The first surprise of the night came when Peter Robinson, leader of the Democratic Unionist Party and Northern Ireland’s First Minister, lost his East Belfast seat to the non-sectarian Alliance Party, giving it its first seat at Westminster.
The early indications were that turnout was up significantly from the last two general elections. With approaching a third of seats declared turnout was 64.6 per cent, up from 61.4 per cent in 2005 and 59.4 per cent in 2001.
There were chaotic scenes in several constituencies as the polls closed. Some polling stations extended operating times for an extra half-an-hour, while others shut their doors, leaving angry people claiming they had been disenfranchised. Police were called in Sheffield, Manchester, Newcastle upon Tyne and several London seats as late voters were locked out. In Mr Clegg’s Sheffield Hallam constituency, several voters who had been turned away protested outside the Liberal Democrat leader’s house. Some polling stations ran out of ballot papers because of the unexpectedly high turnout. Electors in the Liverpool Wavertree constituency were told they had to wait for new forms to be delivered. Some left before the extra papers arrived. There could be legal challenges and calls for some close contests to be re-run. A Labour source said the party was “deeply concerned” about it, while a Tory spokesman said: “These are very disturbing stories which clearly need to be thoroughly investigated.”

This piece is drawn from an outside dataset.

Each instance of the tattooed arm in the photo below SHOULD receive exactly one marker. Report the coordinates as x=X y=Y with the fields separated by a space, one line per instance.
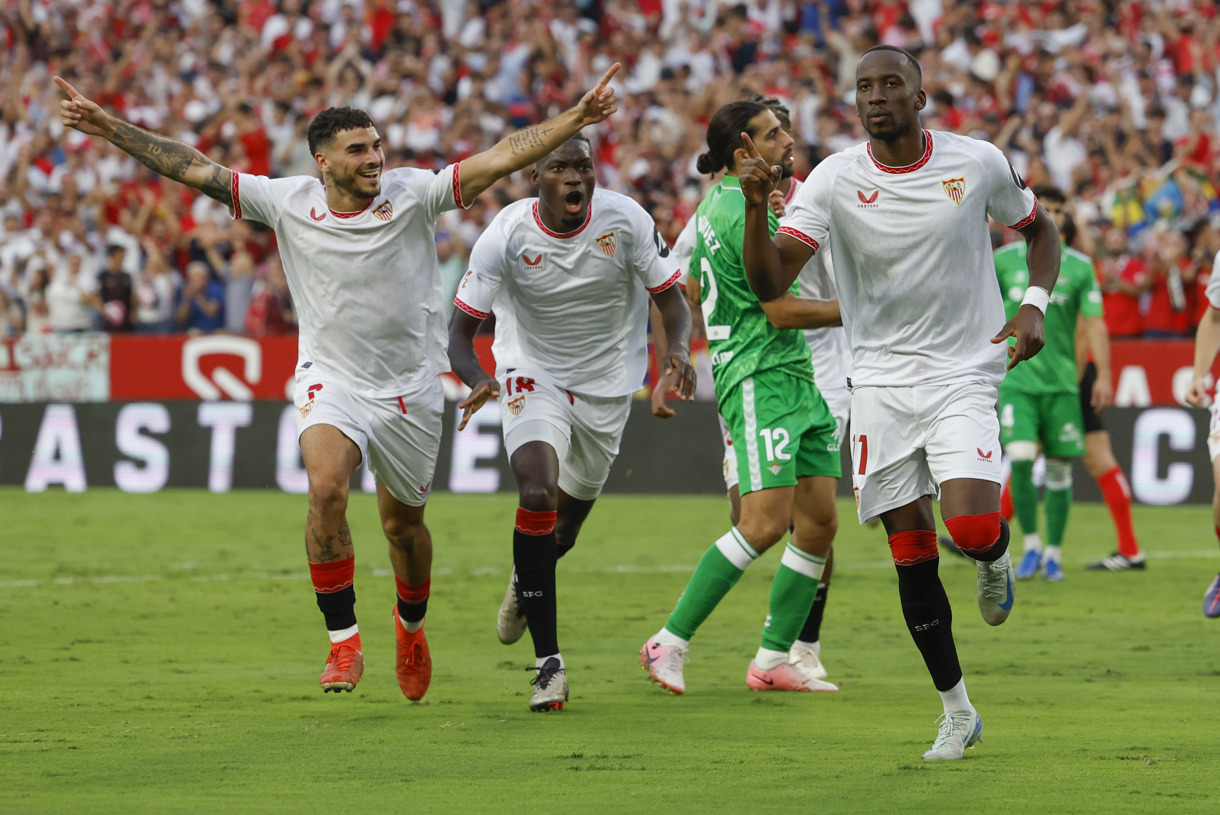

The Electoral Commission said: “It is a cause for serious concern that many people who wanted to vote today were unable to do so by 10pm when polls closed. By law, polls must close at 10pm and any voter issued with a ballot paper by 10pm should be allowed time to cast it, but no ballot paper should be issued after 10pm. There should have been sufficient resources allocated to ensure that everyone who wished to vote was able to do so.”
Sterling fell more than a cent against the dollar after the exit poll as fears about a hung parliament prompted traders to bail out of sterling. The pound dropped from $1.486 before the forecast to $1.474, suggesting some investors are worrying about the implications of no clear result and its impact on tackling the UK’s massive deficit. Sterling also fell against the euro, down from €1.174 before the poll to €1.168.
Labour still hoped to do better than the exit poll so Mr Brown could offer a “partnership deal” to the Liberal Democrats. Lord Mandelson, who led Labour’s campaign, said: “The Liberal Democrats I would suspect would talk to both the Conservative Party and the Labour Party.”